Reader deer, a black buck and antlered doe

Posted on: December 21, 2015 | Bob Frye | Comments

Every deer season brings with it stories of good times shared with family and friends, sunrises seen from on stand and, of course, deer.

Some readers can attest to that.

Luke Austin of West Deer shot a 10-point buck this year on the firearms season’s first Saturday. He was actually walking, putting on a drive for his brother, when he jumped the deer out of a thicket at about four feet, he said.

With the deer running away from where his brother was posted, Austin shot it.

“This memory will stick with my forever, shooting this buck with my brother meant a lot to me. I couldn’t tell how big he was running through the brush, and when I walked up to him I was quite impressed,” Austin said.

Luke AustinLuke Austin, at right, with his 2015 buck.

Tyler Ruckel, meanwhile, shot his first-ever deer this fall, through the mentored youth program. He’s all of 9 years old and this year was his first in the woods.

According to his dad, Ken, he shot a doe with a .243 in Evans City on the season’s first Saturday.

“She fell where she was shot,” Ken said. “He was very excited.”

Tyler lives in Wexford and attends Bradford Woods Elementary School.

Tyler RuckelTyler Ruckel with his first-ever deer. With him is his dad.

David Shuler got a nice deer, too, a little earlier in the year.

Out during archery season, the Harrison City man shot an 8-point in Westmoreland County. He took it with a crossbow on Nov. 11.

David  ShulerDavid Shuler and his crossbow buck.

Not local, but worthy of a look for their rarity, are the whitetails shot by a couple of hunters in other states.

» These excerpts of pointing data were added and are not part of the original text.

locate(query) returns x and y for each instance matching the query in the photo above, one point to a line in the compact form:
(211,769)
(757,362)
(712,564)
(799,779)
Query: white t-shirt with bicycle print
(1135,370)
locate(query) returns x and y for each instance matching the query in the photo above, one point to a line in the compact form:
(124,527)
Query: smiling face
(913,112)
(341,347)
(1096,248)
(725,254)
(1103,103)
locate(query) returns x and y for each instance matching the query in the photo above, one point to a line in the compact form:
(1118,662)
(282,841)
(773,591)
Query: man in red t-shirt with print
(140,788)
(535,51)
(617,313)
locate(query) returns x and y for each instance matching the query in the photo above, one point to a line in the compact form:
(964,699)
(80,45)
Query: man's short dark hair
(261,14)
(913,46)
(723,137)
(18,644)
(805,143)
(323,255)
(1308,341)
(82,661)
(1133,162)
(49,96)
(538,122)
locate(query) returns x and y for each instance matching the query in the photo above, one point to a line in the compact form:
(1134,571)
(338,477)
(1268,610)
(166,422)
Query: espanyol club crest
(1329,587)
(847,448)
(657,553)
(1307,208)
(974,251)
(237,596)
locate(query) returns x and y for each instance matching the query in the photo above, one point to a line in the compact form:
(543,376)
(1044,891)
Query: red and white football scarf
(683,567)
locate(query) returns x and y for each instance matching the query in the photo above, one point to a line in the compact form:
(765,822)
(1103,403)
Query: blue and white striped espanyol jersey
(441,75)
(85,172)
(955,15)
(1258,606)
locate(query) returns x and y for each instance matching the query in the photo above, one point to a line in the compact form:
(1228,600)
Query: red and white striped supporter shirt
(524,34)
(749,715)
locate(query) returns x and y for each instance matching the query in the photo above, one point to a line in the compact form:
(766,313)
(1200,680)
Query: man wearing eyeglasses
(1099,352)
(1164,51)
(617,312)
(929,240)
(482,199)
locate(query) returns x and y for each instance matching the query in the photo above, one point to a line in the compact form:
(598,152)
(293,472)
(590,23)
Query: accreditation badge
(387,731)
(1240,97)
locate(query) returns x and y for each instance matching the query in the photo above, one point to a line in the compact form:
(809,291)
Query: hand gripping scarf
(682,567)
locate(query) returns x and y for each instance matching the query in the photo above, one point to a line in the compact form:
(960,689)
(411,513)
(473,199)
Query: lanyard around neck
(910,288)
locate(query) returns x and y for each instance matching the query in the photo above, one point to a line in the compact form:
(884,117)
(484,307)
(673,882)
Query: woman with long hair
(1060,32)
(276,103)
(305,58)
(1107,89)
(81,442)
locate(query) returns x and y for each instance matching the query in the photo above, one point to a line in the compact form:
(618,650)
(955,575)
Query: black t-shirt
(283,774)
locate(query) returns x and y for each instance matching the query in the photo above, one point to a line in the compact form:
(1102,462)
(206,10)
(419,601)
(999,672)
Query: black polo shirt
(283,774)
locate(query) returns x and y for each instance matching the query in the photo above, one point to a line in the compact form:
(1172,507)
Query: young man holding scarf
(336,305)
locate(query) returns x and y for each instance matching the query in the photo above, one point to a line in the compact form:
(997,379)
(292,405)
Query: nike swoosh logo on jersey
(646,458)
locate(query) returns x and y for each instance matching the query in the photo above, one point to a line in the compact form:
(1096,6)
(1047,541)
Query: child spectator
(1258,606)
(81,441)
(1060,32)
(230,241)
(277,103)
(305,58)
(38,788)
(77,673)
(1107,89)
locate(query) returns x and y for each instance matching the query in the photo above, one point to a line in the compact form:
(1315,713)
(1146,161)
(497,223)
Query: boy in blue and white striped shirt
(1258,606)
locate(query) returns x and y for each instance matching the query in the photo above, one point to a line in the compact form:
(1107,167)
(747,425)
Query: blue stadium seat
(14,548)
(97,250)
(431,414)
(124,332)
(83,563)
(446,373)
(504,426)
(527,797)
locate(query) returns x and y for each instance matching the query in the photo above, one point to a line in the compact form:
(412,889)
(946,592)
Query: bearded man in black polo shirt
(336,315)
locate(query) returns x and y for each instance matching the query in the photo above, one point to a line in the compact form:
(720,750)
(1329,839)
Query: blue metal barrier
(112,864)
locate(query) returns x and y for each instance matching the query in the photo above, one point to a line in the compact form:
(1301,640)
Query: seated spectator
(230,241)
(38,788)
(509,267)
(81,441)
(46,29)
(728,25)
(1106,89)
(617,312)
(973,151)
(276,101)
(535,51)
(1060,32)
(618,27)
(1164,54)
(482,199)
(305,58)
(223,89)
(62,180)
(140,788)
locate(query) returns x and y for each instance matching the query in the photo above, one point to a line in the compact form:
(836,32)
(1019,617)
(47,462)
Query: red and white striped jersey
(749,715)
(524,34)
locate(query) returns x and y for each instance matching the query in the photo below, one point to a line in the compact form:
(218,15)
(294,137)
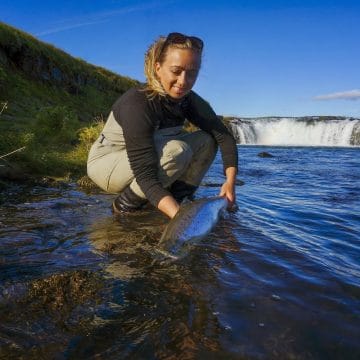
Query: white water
(295,131)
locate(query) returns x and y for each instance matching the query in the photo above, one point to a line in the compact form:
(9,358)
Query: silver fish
(192,223)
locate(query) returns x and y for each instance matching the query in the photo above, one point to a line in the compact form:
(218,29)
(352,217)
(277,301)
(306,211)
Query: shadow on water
(279,279)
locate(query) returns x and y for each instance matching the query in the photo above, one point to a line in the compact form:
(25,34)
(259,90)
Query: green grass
(54,103)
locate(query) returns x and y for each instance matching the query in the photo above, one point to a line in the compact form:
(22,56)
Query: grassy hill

Brooke Bateman of Dallas shot a buck in November. It was her first deer.

What made it really unique is its color. It’s a black – or melanistic – buck.

A story in the Dallas Morning News says she was hunting with her father Mike. They initially mistook the buck for a black Angus calf.

Blog--black deer

Brooke Bateman with a black Texas buck.

When they realized it was a deer, they debated for a few minutes whether to shoot it, and eventually decided to go ahead. Brooke killed it at 120 yards.

Why’s that special? Melanistic deer – black because they produce excessive amounts of the dark pigment called melanin — are the rarest of the rare.

Some research suggests about one in 36,000 whitetails are albinos. Black deer are thought to be even rarer, though Texas produces as many of them as anywhere in the world. There, hunters kill about one a year.

Meanwhile, in Missouri, a hunter killed what he thought was a trophy buck, only to find out otherwise. What he’d taken was a 22-point doe.

According to a story in the Springfield News Leader, Curt Russell saw the deer once, but a coyote entered the field containing the deer before he could get off a shot and it disappeared, along with several other whitetails. Russell went back the next day for another try.

Curtis Russell doeThe 22-point antlered doe killed in Missouri.

He spotted the deer in the same field with a small buck and several does. He put the big-racked animal down with one shot.

Emily Flinn, a deer biologist with the Missouri Department of Conservation, confirmed a doe with antlers was “definitely very rare.”

“Each year Missouri hunters take 250,000 to 300,000 deer and we only get a handful of antlered does reported to me,” she told the newspaper.

Most of the does have small horns, typically covered permanently in velvet. Russell’s deer had thick antlers that had been rubbed enough to removed nearly all the velvet.